I’m seriously considering a release plan for Orsetto that would begin with an OPAM package that contains just the Core Foundation library. It depends on what I’ll be ready to commit to supporting for community adoption. The discrete interval sets and maps I discussed above are one of the general-purpose data structures in that framework. It’s the closest to readiness for public consumption. The Unicode support library is further away, and the CBOR and JSON frameworks are further still.

p.s. The lazy DFA is also part of the CF framework, and so— for the moment, at least— is the regular expression framework for 8-bit extended ASCII texts.

I’m fine with that. I’m just one person working on Orsetto in my spare time left over between my day job and a rich personal life. I can’t yet commit to maintaining any parts of Orsetto for the community because the interfaces are still unstable.

My response to your critique is to agree: efforts at improving Re or providing a replacement for it would be very welcome. If people taking up those efforts want to reuse any parts of Orsetto I’m mentioning here, then I would be supportive. It’s the reason I licensed the code with BSD 2-clause— to make that as easy as possible.

Ah, I see. I’ve updated my comment reflect the presence of that capability.
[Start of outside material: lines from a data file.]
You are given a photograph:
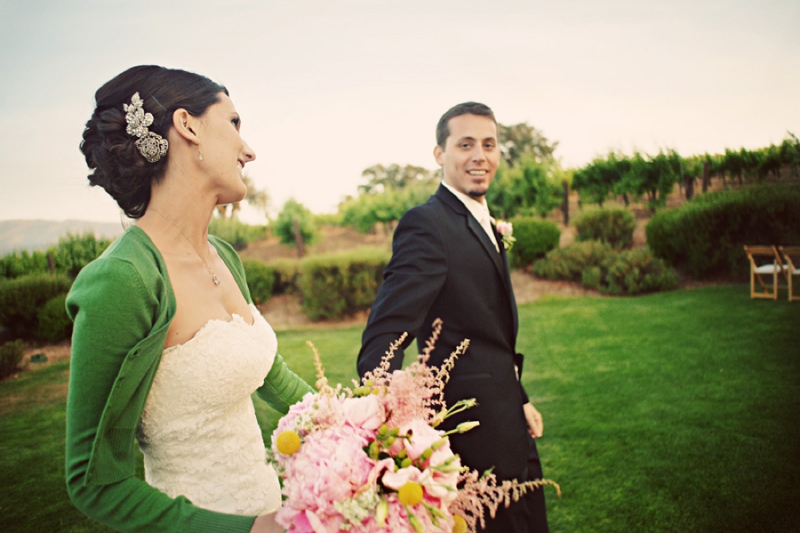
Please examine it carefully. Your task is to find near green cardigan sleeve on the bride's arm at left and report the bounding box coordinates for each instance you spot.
[66,257,254,533]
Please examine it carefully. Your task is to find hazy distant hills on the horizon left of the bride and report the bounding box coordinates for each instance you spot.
[0,220,124,255]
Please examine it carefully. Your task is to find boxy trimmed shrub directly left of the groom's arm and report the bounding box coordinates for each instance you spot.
[300,248,390,320]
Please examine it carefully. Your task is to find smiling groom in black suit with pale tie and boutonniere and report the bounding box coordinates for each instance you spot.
[358,102,548,533]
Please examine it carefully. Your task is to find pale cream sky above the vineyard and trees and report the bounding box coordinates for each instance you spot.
[0,0,800,222]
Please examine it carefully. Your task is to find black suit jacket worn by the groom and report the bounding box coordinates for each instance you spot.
[358,186,528,479]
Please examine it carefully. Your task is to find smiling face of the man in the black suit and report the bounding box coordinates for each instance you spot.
[433,114,500,200]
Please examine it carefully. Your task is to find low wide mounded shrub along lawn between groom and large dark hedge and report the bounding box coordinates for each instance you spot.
[533,241,678,295]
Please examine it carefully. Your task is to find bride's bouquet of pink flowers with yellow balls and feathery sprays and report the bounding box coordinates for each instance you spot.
[272,321,558,533]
In my design, the text buffering logic is separated from the DFA engine and the parser combinator. It makes extensive use of a functional stream type (which will be replaced with Stdlib.Seq.t at some point before I release). I suppose better performance might be had by tightly coupling the text buffering logic with the DFA engine and the parser combinators, but I haven’t taken any measurements.